Obviously comments don’t always lead to changes (although most will). What they do is cause us to change the obvious bloopers, stick to our guns where we feel it appropriate and, in the case of the historical details, drive us back to do more some research. One of the most frequent outcomes can be summed up as “when in doubt, take it out”.
As well as making all the useful suggestions, the group members are hugely supportive of each other. There is nothing like getting a big thumbs up for a piece of work, and on those occasions where there is a less than enthusiastic response, we can go away with a number of suggestions on ways to fix the problem. Individuals have often benefited from the encouragement of the others to carry on with a piece of work when they might otherwise have consigned it to the shredder – or conversely to abandon an already dead horse.
Writing is a solitary act and being part of a critique group offers camaraderie – it’s great to have others to act as cheerleaders, sounding boards, allies and “critical friends”.
One thing is certain. Our Friday afternoon sessions are something I always look forward to as a highlight in my week.
Clare Flynn is the author of five historical novels. After a career in marketing and management consulting she now writes full time and lives by the sea in Eastbourne. Her next novel, The Alien Corn, the sequel to The Chalky Sea, will be out early in 2018.
About THE CHALKY SEA
Two troubled people struggle to find their way in a turbulent world.
In July 1940, Gwen Collingwood drops her husband at the railway station, knowing she may never see him again. Two days later her humdrum world is torn apart when the sleepy English seaside town where she lives is subjected to the first of many heavy bombing attacks.

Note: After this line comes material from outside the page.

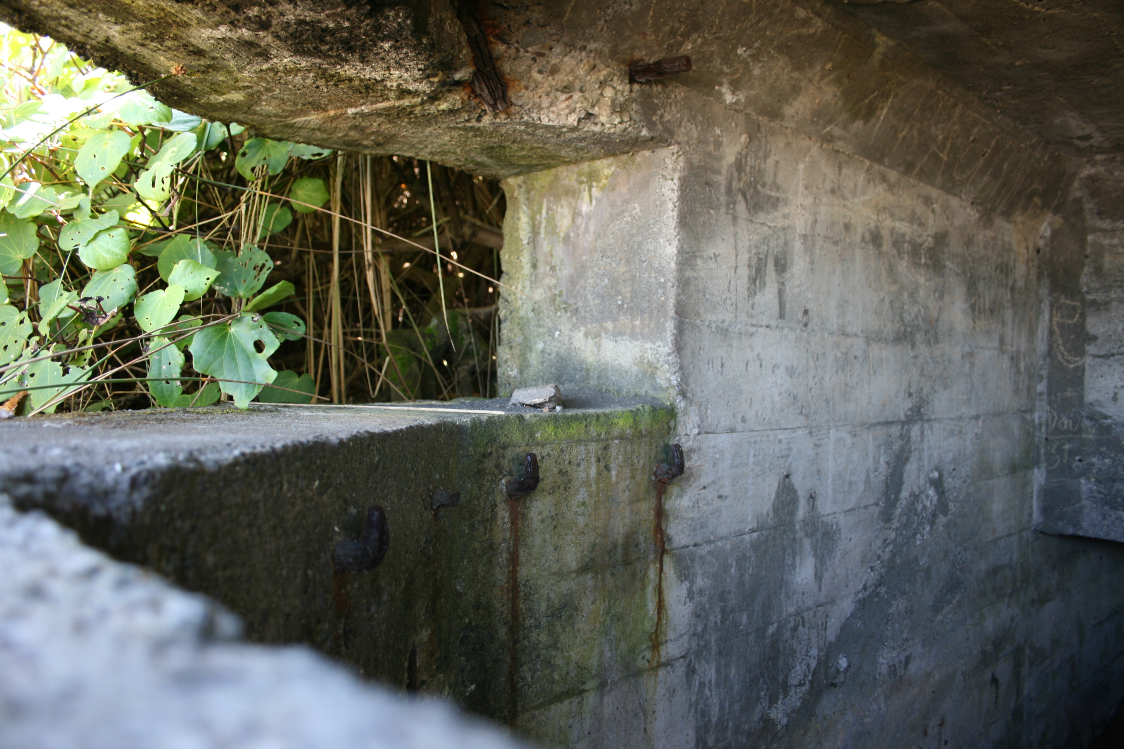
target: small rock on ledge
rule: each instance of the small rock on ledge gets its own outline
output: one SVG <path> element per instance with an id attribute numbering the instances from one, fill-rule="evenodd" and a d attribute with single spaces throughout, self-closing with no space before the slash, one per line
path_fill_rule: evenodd
<path id="1" fill-rule="evenodd" d="M 511 405 L 534 405 L 543 408 L 555 408 L 562 405 L 562 391 L 558 385 L 536 385 L 534 387 L 520 387 L 511 393 Z"/>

In Ontario, Canada, Jim Armstrong is debating whether to volunteer. His decision becomes clear when he uncovers the secret his fiancée has been keeping from him. A few weeks later he is on a ship bound for England.
Gwen is forced to confront the truth she has concealed about her past and her own feelings. Jim battles with a bewildering and hostile world far removed from the cosy life of his Canadian farm. War brings horror and loss to each of them – can it also bring change and salvation?